A third thing is: coming back to Hatchuel – the generative and the creating. The creating of the new. And I think for cultural, psychological, cognitive, motivational – all sorts of complex reasons – some people are really good at generating ideas and some people are not. So I think those designers generally are good at having lots of ideas. And some of those managers sitting in DWP are not. They might have one idea, and then they really stick to it. Typically the studies of designers show they have a gazillion ideas, and they just keep having more and more. And there’s for them a sort of pleasure in having lots of ideas. And other people are not like that. So there is definitely something about generative creativity, which is celebrated and practiced in design culture. And rewarded.

And the fourth thing is an exploratory inquiry approach, which includes prototyping. It’s not that you have the right answer… You may get solution fixation, but you may also just keep throwing away your ideas from one day to the next. So it’s not just the generation – it’s the co-evolution of the problem and the solution (Nigel Cross in design theory writes about this). So it’s not a linear model, where you understand the problem, and you work towards a solution, which is the model in books. It’s more like a real life model – you have an understanding of the problem, you suggest a solution, and the insight that gives you makes you keep going back to re-evaluate the problem and find better solutions – you keep evolving the problem and solutions. This often gets translated as ‘iterative’. The fact that is it iterative is not the important thing, it’s the fact that you keep refining your understanding of what the issue is that you’re working with. Most organisations are not geared up to do that. They want to define a problem, sort out a solution, put some resources to it, and then make it go away. Again, it’s not only designers – entrepreneurs do this as well – but research shows it is certainly true of designers.

One other thing that is part of that exploratory approach is the assumption by designers that they don’t know best – they usefully don’t know. Their lack of expertise is generative for a project. The whole design approach is actually about continuous learning for the organisation. Now of course there are management things that are about continuous process improvement – which aren’t a million miles away. But they’re less fun/ messy – much more outcome-y – there is something culturally distinct about them, although there are overlaps.

If you look at design thinking and the people who write about it, you can see echoes of these things. This is just my formulation of some of the key distinguishing things. And so it comes back to the question of who has authority to do it. Other people may well recognise in their work, that they already do these things – so then it’s really hard for designers to claim that as their professional territory. Because if other people are already practicing these things – what is it that designers are contributing?
The only thing I can suggest is what I have observed from people who are not designers coming on my MBA course. And they choose it not really knowing what it is, and by the end of it they are better able to see the service world they’re in.

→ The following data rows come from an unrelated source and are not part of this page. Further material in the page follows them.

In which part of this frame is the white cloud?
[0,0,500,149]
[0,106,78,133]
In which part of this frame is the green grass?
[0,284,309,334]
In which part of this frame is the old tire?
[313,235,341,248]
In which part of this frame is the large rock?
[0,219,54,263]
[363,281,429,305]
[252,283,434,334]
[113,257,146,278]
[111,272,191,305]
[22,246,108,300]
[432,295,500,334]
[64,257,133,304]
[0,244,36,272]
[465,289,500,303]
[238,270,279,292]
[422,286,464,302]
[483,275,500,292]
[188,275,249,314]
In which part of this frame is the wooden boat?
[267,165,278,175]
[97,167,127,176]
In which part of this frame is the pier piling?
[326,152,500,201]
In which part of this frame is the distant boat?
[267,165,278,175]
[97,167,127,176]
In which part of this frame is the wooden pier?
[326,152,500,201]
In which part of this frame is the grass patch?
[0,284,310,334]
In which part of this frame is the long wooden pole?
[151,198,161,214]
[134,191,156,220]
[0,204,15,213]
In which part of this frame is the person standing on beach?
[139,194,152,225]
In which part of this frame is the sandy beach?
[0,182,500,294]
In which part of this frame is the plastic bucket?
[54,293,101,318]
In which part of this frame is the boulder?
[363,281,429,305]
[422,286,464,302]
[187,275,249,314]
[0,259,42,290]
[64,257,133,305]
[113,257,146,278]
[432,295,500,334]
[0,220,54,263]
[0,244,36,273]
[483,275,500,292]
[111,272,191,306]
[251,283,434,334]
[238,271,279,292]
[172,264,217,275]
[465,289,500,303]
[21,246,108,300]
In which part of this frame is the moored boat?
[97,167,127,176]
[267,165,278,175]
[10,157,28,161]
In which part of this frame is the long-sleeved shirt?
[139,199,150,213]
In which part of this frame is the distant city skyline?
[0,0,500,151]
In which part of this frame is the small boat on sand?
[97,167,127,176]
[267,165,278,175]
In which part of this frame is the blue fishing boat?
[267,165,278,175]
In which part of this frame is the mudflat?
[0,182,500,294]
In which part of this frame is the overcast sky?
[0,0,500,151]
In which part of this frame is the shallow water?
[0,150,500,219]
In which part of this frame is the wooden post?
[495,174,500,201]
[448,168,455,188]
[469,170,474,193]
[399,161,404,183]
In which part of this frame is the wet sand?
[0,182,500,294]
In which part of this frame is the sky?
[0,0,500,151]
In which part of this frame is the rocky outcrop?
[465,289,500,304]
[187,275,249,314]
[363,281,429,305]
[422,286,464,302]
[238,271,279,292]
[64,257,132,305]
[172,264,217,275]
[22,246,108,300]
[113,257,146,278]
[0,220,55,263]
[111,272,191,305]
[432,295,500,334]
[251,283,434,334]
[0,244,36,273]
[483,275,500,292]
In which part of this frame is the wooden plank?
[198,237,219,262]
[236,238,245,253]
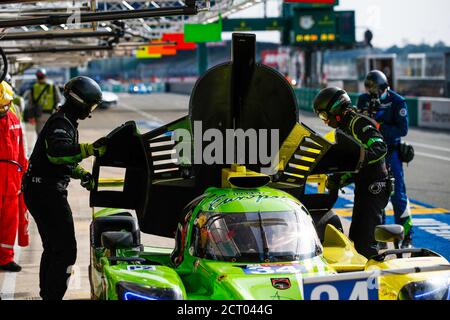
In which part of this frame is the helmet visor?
[317,111,328,121]
[91,103,98,112]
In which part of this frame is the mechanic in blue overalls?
[357,70,412,248]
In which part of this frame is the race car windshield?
[194,209,322,262]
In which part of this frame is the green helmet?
[313,87,352,127]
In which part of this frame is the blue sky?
[229,0,450,48]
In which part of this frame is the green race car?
[89,34,450,300]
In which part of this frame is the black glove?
[80,137,108,159]
[80,171,94,191]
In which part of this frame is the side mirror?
[101,231,133,255]
[375,224,405,243]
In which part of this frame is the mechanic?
[0,81,27,272]
[23,77,106,300]
[358,70,412,248]
[25,69,61,134]
[313,87,390,258]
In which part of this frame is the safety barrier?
[294,88,450,130]
[101,82,166,93]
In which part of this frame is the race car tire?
[90,212,141,248]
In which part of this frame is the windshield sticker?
[242,264,307,274]
[127,266,156,271]
[209,194,292,210]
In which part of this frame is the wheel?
[91,212,141,248]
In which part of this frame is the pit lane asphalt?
[0,94,450,299]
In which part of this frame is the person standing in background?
[25,69,61,134]
[357,70,412,248]
[0,81,28,272]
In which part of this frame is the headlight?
[398,278,450,300]
[116,281,183,300]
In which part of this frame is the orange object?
[17,192,30,247]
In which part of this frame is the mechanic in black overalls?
[22,77,106,300]
[314,87,391,258]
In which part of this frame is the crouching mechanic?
[313,87,390,258]
[23,77,106,300]
[358,70,412,248]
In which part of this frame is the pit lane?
[0,94,450,299]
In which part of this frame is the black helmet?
[64,77,102,120]
[36,68,47,79]
[313,87,352,127]
[364,70,389,95]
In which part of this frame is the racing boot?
[0,261,22,272]
[400,233,413,249]
[378,242,388,251]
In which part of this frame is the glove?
[80,137,108,159]
[80,172,95,191]
[72,166,95,191]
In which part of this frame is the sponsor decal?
[270,278,291,290]
[398,108,408,117]
[127,266,156,271]
[242,264,308,274]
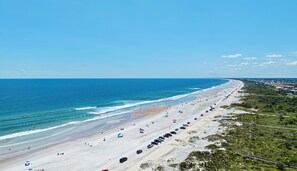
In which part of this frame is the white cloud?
[259,61,275,67]
[222,53,242,58]
[243,57,257,60]
[287,61,297,65]
[266,54,283,58]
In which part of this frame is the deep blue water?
[0,79,228,139]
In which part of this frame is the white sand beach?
[0,80,243,171]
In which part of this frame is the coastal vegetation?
[179,81,297,171]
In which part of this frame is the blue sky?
[0,0,297,78]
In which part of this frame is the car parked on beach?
[120,157,128,163]
[159,136,165,140]
[147,144,154,149]
[151,141,158,145]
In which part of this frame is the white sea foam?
[189,88,201,90]
[0,80,231,141]
[0,110,133,141]
[74,106,97,110]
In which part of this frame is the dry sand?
[133,106,167,115]
[0,81,243,171]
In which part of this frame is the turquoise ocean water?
[0,79,228,142]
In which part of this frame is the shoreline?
[0,81,239,170]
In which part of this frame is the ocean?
[0,79,228,145]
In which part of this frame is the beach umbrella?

Through all of that stuff I’ve just given you the condensed version of, the students think about their world of work differently – they see themselves as being in a learning process, they pay more attention to the artefacts at human scale – they see that the touchpoints and the artefacts matter more than they thought. They are aware of what good design is, in a different way to before. That is achieved by a learning journey that is partly reading some theory, but also doing designing. And you could equally well do that with some senior civil servants. It has potential amazing effects. It’s not about a designer standing there telling them about a great web page.